Dans la voie sublinguale, les gouttes du vaccin allergénique
sont déposées le matin à jeun sous
la langue. La diffusion a lieu au travers de la muqueuse
buccale jusqu'aux cellules du système immunitaire
très présent à ce niveau. Le patient
s'administre lui-même les gouttes en suivant scrupuleusement
le protocole établi par l'Allergologue. Le but
étant, là aussi, d'obtenir une dose optimale
efficace à répéter 3 fois par semaine.
La durée du traitement est identique à
la voie injectable.
Les effets secondaires sont en général
bénins allant du prurit buccal au gonflement
des lèvres et à la nécessité
de la régularité de prise du traitement
dont le patient est le seul responsable. Cette voie
de désensibilisation est adaptée aux patients
qui ne peuvent pas suivre des injections régulières
du fait de contraintes de temps. C'est évidemment
la voie idéale des personnes qui redoutent les
piqûres. Elle a la préférence des
enfants, elle est autorisée à partir de
l'âge de 4 ans.
A l'heure actuelle, la voie injectable, comme l'ont
montré de nombreuses études, est la technique
de référence dont l'efficacité
est démontrée. Pour la voie sublinguale,
la communauté allergologique n'a pas suffisamment
de recul, ni suffisamment de grandes études,
pour la valider pleinement.
Les contre-indications
Les contre-indications de l'immunothérapie spécifique
sont les maladies graves du système immunitaire
(maladies auto-immunes ou déficits immunitaires),
les cancers, les traitements par certaines médications
cardiaques (Bêtabloquant, IEC), un asthme sévère
qu'il faudra d'abord équilibrer avant de commencer
la désensibilisation, les maladies du cur
importantes sauf pour l'allergie au venin d'hyménoptère,
l'enfant au-dessous de 5 ans sauf pour les hyménoptères.

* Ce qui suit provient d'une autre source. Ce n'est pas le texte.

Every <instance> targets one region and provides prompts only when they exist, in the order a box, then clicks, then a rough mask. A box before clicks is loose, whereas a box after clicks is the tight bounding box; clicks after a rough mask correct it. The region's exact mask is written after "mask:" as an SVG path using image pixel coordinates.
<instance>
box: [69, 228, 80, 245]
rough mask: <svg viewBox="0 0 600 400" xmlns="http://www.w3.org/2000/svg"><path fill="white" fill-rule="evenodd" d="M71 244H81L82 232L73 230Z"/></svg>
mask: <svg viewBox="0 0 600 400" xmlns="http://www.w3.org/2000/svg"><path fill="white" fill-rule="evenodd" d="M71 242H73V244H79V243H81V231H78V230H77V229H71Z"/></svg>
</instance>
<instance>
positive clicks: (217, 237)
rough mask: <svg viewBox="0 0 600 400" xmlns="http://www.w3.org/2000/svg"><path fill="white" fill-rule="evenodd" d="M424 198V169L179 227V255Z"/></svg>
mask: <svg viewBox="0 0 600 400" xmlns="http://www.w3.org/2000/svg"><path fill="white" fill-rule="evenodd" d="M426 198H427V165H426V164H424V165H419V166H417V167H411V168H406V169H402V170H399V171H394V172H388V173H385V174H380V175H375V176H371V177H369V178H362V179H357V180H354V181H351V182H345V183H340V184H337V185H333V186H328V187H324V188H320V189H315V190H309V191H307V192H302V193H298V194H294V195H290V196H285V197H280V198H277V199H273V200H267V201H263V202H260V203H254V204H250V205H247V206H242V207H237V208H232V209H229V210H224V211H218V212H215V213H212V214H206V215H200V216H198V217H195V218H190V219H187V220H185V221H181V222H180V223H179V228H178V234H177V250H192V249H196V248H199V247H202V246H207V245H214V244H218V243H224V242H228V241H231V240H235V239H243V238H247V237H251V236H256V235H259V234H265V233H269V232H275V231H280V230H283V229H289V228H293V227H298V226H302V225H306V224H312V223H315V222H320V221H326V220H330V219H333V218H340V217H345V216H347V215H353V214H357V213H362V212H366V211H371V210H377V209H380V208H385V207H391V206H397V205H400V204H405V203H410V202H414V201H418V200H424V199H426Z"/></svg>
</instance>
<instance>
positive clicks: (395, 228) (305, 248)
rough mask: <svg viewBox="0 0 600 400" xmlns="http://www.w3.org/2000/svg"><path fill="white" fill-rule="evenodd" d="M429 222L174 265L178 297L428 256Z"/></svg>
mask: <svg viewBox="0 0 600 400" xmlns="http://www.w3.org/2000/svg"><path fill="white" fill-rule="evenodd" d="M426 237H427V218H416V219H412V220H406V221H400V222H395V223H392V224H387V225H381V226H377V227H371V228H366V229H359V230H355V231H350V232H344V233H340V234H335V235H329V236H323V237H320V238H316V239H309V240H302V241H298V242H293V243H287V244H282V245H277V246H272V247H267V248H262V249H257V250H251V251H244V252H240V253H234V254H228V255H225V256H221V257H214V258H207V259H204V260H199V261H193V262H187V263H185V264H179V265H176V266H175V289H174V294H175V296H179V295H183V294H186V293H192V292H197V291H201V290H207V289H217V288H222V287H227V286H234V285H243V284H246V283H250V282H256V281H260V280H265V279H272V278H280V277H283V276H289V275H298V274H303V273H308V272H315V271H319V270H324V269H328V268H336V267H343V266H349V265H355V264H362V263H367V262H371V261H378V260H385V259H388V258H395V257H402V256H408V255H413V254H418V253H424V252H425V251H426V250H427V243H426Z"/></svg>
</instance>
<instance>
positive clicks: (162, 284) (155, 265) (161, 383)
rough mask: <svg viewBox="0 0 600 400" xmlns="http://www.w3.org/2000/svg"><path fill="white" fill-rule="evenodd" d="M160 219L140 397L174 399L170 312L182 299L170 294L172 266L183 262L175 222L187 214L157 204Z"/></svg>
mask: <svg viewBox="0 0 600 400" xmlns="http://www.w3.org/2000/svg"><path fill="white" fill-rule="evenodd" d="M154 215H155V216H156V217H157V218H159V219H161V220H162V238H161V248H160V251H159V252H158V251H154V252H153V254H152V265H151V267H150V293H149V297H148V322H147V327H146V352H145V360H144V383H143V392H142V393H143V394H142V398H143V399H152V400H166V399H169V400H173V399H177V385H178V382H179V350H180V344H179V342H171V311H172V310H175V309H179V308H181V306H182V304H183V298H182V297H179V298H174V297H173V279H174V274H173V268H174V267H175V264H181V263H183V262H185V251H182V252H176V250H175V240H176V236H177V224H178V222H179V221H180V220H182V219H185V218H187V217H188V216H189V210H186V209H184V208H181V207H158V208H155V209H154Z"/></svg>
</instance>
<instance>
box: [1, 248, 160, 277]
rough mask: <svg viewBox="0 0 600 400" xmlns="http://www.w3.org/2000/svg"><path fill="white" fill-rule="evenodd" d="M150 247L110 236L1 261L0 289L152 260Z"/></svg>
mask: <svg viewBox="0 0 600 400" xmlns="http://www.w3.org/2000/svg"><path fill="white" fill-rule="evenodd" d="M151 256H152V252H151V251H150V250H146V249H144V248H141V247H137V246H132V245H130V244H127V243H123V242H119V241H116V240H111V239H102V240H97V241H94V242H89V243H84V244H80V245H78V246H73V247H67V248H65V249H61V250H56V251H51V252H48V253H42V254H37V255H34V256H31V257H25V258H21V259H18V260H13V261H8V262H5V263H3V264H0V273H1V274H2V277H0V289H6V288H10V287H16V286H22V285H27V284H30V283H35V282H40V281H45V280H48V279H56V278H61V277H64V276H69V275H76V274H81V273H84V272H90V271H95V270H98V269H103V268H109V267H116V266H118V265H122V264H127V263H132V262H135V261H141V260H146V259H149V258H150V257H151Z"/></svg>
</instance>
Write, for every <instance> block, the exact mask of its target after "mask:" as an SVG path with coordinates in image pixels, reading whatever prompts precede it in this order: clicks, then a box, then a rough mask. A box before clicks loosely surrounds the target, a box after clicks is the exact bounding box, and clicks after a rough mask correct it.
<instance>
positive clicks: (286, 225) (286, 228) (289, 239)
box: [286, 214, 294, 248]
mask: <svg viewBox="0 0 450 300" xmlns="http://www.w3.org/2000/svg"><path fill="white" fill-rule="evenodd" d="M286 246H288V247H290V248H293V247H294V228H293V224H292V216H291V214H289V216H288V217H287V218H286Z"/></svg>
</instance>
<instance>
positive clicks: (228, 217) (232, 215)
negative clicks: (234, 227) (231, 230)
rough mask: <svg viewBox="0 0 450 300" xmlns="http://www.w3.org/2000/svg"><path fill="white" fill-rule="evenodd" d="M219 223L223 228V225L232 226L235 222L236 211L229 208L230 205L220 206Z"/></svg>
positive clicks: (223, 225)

La grossesse n'est pas une contre-indication à
la poursuite d'une vaccination allergénique,
mais on évitera de commencer celle-ci au cours
de la grossesse.
L'avenir
C'est déjà la standardisation des allergènes
qui est améliorée régulièrement.
C'est aussi, une nouvelle présentation de la
voie sublinguale qui permettra de remplacer, dans la
phase d'entretien, les gouttes par des comprimés
à laisser fondre sous la langue.
Une voie de recherche est celle des allergènes
modifiés. Les allergènes sont constitués
essentiellement de protéines. Ici, le but est
de couper ces protéines pour ne conserver que
les fragments les plus impliqués dans la vaccination
et/ou de les coupler à des peptides de façon
à améliorer leur pouvoir désensibilisant
et à réduire les effets secondaires de
la vaccination.
Le génie génétique est une autre
voie. Il s'agit d'injecter de l'ADN codant l'allergène.
Une autre stratégie, qui se trouve bien avancée,
est l'utilisation d'anticorps monoclonaux humanisés
anti-IgE (les IgE sont les anticorps ayant un rôle
clef dans la pathogénie des maladies allergiques).
En conclusion, la vaccination allergénique apparue
au début du XX ième siècle a profité
des progrès dans le domaine de l'Immunologie
pour devenir la classe thérapeutique majeure
du traitement de la maladie allergique respiratoire.
L'avenir est sombre quant à la progression de
la fréquence des allergies. Il serait dommage
de ne réagir que de façon symptomatique
en ne prescrivant que des traitements médicamenteux.
Bien sûr, l'indication de la vaccination allergénique
doit être posée avec soins par des Allergologues
compétents. Cela souligne l'importance de dispenser
une formation allergologique de qualité.